见mavlink在rcS中的启动脚本(上面论述过)。
mavlink是怎么把uorb的消息打包的?
- 最底层。添加mavlink的头文件和uorb消息到mavlink_messages.cpp,比如自己添加的一个ca_trajectory消息:
#include <uORB/topics/ca_trajectory.h>
#include <v1.0/custom_messages/mavlink_msg_ca_trajectory.h>
或者一个mavlink中的common消息:
mavlink_msg_attitude_target.h //被common.h所include,common.h被mavlink.h所include
这个.h文件就是打包过的数据结构
MAVPACKED(
typedef struct __mavlink_attitude_target_t {uint32_t time_boot_ms; /*< [ms] Timestamp (time since system boot).*/float q[4]; /*< Attitude quaternion (w, x, y, z order, zero-rotation is 1, 0, 0, 0)*/float body_roll_rate; /*< [rad/s] Body roll rate*/float body_pitch_rate; /*< [rad/s] Body pitch rate*/float body_yaw_rate; /*< [rad/s] Body yaw rate*/float thrust; /*< Collective thrust, normalized to 0 .. 1 (-1 .. 1 for vehicles capable of reverse trust)*/uint8_t type_mask; /*< Mappings: If any of these bits are set, the corresponding input should be ignored: bit 1: body roll rate, bit 2: body pitch rate, bit 3: body yaw rate. bit 4-bit 7: reserved, bit 8: attitude*/
}) mavlink_attitude_target_t;
而且还包含了打包函数(mavlink_msg_attitude_target_pack)、encode函数(调用pack函数)、发送函数(mavlink_msg_attitude_target_send_struct)、decode函数(mavlink_msg_attitude_target_decode,调用unpack函数)、upack函数等。

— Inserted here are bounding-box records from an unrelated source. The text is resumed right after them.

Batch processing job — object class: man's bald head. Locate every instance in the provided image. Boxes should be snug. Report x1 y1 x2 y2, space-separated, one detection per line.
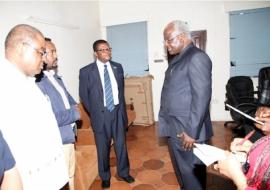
5 24 45 76
5 24 44 54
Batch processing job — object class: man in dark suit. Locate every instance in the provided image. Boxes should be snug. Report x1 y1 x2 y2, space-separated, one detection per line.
79 40 134 188
159 21 213 190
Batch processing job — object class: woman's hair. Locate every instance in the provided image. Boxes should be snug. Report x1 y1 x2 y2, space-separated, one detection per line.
247 136 270 190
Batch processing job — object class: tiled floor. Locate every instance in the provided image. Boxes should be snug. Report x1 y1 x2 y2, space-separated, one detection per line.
89 122 235 190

2. 在mavlink_messages.cpp中创建一个新的类(可以看到其他消息也是这样做的),继承自MavlinkStream。这个类包括send函数
bool send(const hrt_abstime t){vehicle_attitude_setpoint_s att_sp;if (_att_sp_sub->update(&_att_sp_time, &att_sp)) {vehicle_rates_setpoint_s att_rates_sp = {};_att_rates_sp_sub->update(&att_rates_sp);mavlink_attitude_target_t msg = {};msg.time_boot_ms = att_sp.timestamp / 1000;if (att_sp.q_d_valid) {memcpy(&msg.q[0], &att_sp.q_d[0], sizeof(msg.q));} else {matrix::Quatf q = matrix::Eulerf(att_sp.roll_body, att_sp.pitch_body, att_sp.yaw_body);memcpy(&msg.q[0], q.data(), sizeof(msg.q));}msg.body_roll_rate = att_rates_sp.roll;msg.body_pitch_rate = att_rates_sp.pitch;msg.body_yaw_rate = att_rates_sp.yaw;msg.thrust = att_sp.thrust;mavlink_msg_attitude_target_send_struct(_mavlink->get_channel(), &msg);return true;}return false;}
可以看出,send函数等待uorb更新,并把uorb数据转为mavlink数据,并通过mavlink_msg_attitude_target_send_struct发送出去。
3. 附加流类streams_list的到mavlink_messages.cpp底部,这是因为streams_list包括了所有预先定义的mavlink消息,在执行create_mavlink_stream时,需要到streams_list中检查是否有定义。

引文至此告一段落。